The possible explanations behind these varied outcomes may incorporate anti-inflammatory agents organization, selectivity of COX variant, improper utilization of anti-inflammatory agents for a given neurological condition and their severity, inappropriateness in the target site, or limited entry to the CNS through BBB. This way, the plan of new anti-inflammatory approach for targeting neurological disorders, in view of improved BBB permeability, may deduce a viable treatment option. However, the anti-inflammatory agents (especially with COX inhibitors) have been considered as major sources of drug induced complications (renal and gastro-intestinal side effects). Use of specific COX2 inhibitor (rofecoxib and valdecoxib) have been associated with vascular complications along with higher risk of stroke (Auriel et al. 2014). Moreover, use of such agents in elderly, asthama, pregnant, breastfeeding. patients with liver/kidney/heart diseases are contraindicated. Furthermore, more research is expected to comprehend the mechanism devoid of such adverse outcomes.

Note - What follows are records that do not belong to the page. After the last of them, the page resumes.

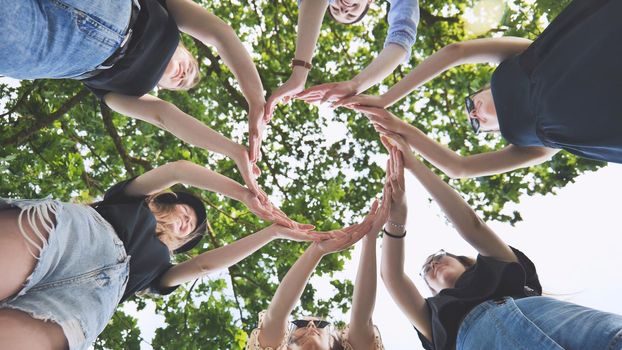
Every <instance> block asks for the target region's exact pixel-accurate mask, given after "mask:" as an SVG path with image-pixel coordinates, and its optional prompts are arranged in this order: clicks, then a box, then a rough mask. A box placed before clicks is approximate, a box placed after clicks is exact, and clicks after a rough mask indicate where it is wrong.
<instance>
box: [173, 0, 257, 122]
mask: <svg viewBox="0 0 622 350" xmlns="http://www.w3.org/2000/svg"><path fill="white" fill-rule="evenodd" d="M166 4H167V6H168V10H169V11H170V12H171V14H172V15H173V18H175V22H176V23H177V25H178V26H179V30H181V31H182V32H184V33H187V34H189V35H191V36H192V37H194V38H197V39H199V40H200V41H201V42H203V43H204V44H206V45H212V46H214V47H216V50H217V51H218V54H219V55H220V57H221V58H222V60H223V61H224V62H225V64H226V65H227V67H229V69H231V72H232V73H233V75H234V76H235V78H236V79H237V81H238V82H239V83H240V88H241V89H242V93H243V94H244V97H246V100H247V101H248V102H249V106H250V107H251V108H252V107H253V106H254V105H257V107H259V109H260V110H263V105H264V103H265V99H264V96H263V85H262V84H261V79H260V78H259V73H258V72H257V68H256V67H255V64H254V63H253V60H252V58H251V57H250V55H249V54H248V52H247V51H246V49H245V48H244V45H242V42H241V41H240V39H239V38H238V36H237V35H236V34H235V32H234V31H233V28H231V26H230V25H228V24H227V23H225V22H224V21H222V20H221V19H220V18H218V17H217V16H215V15H213V14H211V13H210V12H209V11H207V10H206V9H205V8H203V7H202V6H201V5H199V4H197V3H195V2H193V1H190V0H167V2H166Z"/></svg>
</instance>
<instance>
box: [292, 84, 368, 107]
mask: <svg viewBox="0 0 622 350" xmlns="http://www.w3.org/2000/svg"><path fill="white" fill-rule="evenodd" d="M357 93H358V86H357V84H356V83H354V82H353V81H351V80H348V81H342V82H337V83H326V84H321V85H316V86H314V87H311V88H308V89H306V90H305V91H303V92H301V93H299V94H298V95H296V96H295V98H297V99H300V100H303V101H305V102H307V103H318V102H319V103H324V102H327V101H328V102H335V101H338V100H341V99H343V98H346V97H350V96H354V95H356V94H357Z"/></svg>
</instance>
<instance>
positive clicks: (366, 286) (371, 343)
mask: <svg viewBox="0 0 622 350" xmlns="http://www.w3.org/2000/svg"><path fill="white" fill-rule="evenodd" d="M392 168H393V159H392V158H391V159H390V160H389V162H388V163H387V169H386V178H387V179H386V181H385V182H386V183H385V193H384V194H385V197H384V198H383V205H385V206H386V205H387V204H388V205H389V206H388V207H389V208H387V209H386V211H385V215H384V216H381V217H379V219H378V220H375V225H374V227H373V228H372V229H371V230H370V231H369V233H368V234H366V235H365V237H364V238H363V247H362V250H361V256H360V259H359V265H358V269H357V271H356V281H355V282H354V294H353V295H352V310H351V314H350V326H349V331H348V341H349V342H350V344H351V345H352V347H354V348H355V349H365V348H368V347H369V344H373V342H374V337H375V331H374V323H373V321H372V315H373V313H374V307H375V304H376V286H377V277H376V238H377V237H378V231H379V230H380V228H381V227H382V225H384V223H385V222H386V220H387V217H389V215H390V212H391V211H392V205H393V203H394V199H393V198H394V196H395V191H396V190H397V189H394V188H391V187H389V183H390V181H391V177H392V175H393V170H392Z"/></svg>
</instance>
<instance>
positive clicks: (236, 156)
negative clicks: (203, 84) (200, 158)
mask: <svg viewBox="0 0 622 350" xmlns="http://www.w3.org/2000/svg"><path fill="white" fill-rule="evenodd" d="M104 98H105V101H106V104H107V105H108V106H110V108H112V109H113V110H115V111H117V112H119V113H122V114H125V115H128V116H130V117H133V118H136V119H140V120H143V121H146V122H148V123H150V124H153V125H155V126H157V127H159V128H160V129H163V130H166V131H168V132H170V133H171V134H173V135H175V136H177V138H179V139H180V140H182V141H185V142H187V143H189V144H191V145H194V146H196V147H200V148H203V149H207V150H210V151H213V152H216V153H220V154H223V155H225V156H227V157H230V158H231V159H233V160H234V161H235V164H236V165H237V167H238V169H239V170H240V173H241V175H242V177H243V178H244V182H245V183H246V185H247V186H248V188H249V189H250V190H251V191H252V192H253V193H255V194H261V193H262V192H261V190H260V189H259V186H258V185H257V181H256V180H255V176H256V175H257V174H258V173H259V168H257V167H256V166H255V165H254V164H252V163H250V160H249V158H248V152H247V151H246V149H245V148H244V146H241V145H239V144H237V143H235V142H233V141H231V140H229V139H228V138H226V137H224V136H222V135H221V134H219V133H217V132H216V131H214V130H213V129H212V128H210V127H209V126H207V125H205V124H203V123H201V122H200V121H198V120H197V119H195V118H193V117H191V116H190V115H188V114H186V113H184V112H183V111H181V110H180V109H179V108H177V106H175V105H174V104H172V103H170V102H167V101H163V100H161V99H159V98H157V97H155V96H151V95H143V96H140V97H136V96H127V95H121V94H117V93H114V92H111V93H108V94H106V96H105V97H104Z"/></svg>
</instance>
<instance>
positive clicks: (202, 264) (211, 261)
mask: <svg viewBox="0 0 622 350" xmlns="http://www.w3.org/2000/svg"><path fill="white" fill-rule="evenodd" d="M277 238H287V239H291V240H296V241H312V240H315V241H319V240H322V239H326V237H324V236H323V235H321V234H317V233H310V232H308V231H302V230H296V229H289V228H286V227H283V226H279V225H276V224H275V225H272V226H268V227H266V228H265V229H263V230H261V231H258V232H255V233H253V234H252V235H249V236H247V237H244V238H242V239H239V240H237V241H235V242H233V243H231V244H228V245H226V246H224V247H220V248H216V249H212V250H210V251H207V252H205V253H202V254H200V255H198V256H195V257H194V258H192V259H190V260H187V261H184V262H183V263H181V264H177V265H175V266H173V267H172V268H170V269H169V270H168V271H166V273H165V274H164V275H163V276H162V279H161V280H160V283H161V285H162V287H163V288H167V287H173V286H177V285H180V284H182V283H185V282H189V281H192V280H194V279H196V278H200V277H203V276H206V275H209V274H210V273H213V272H215V271H217V270H221V269H225V268H228V267H229V266H232V265H235V264H237V263H238V262H240V261H241V260H242V259H244V258H246V257H247V256H249V255H251V254H253V253H254V252H255V251H257V250H258V249H259V248H261V247H263V246H264V245H266V244H268V243H270V242H271V241H272V240H274V239H277Z"/></svg>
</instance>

Conclusion and future perspective

Neuroinflammation plays a significant role in the development of neurological disease. The concept of neuroinflammation theory covers a wide range. The glial cells, cytokines, inflamosome, autophagy, ion channels, monocytes function as a sensor for homeostasis of disrupted brain tissue and accumulate locally in response to neuronal injury or foreign pathogen entry into the brain. Still, it is very arduous to give a universal conclusion. Preclinical evidences appear commendable suggesting utilization of anti-inflammatory approach to alleviate neurological disease progression, either alone or as combination therapy. However, the finding of clinical investigations is obscure in their result. Thus, until authoritative clinical evidence is established, used of anti-inflammatory agents should be restricted to the approved drugs. Simultaneously exploration of novel anti-inflammatory approaches (other than COX inhibitors) may be given due considereation in the management of disease progression. Further, use of nanoformulation approach also attact attention of researchers for improved brain delivery of anti-inflammatory agents.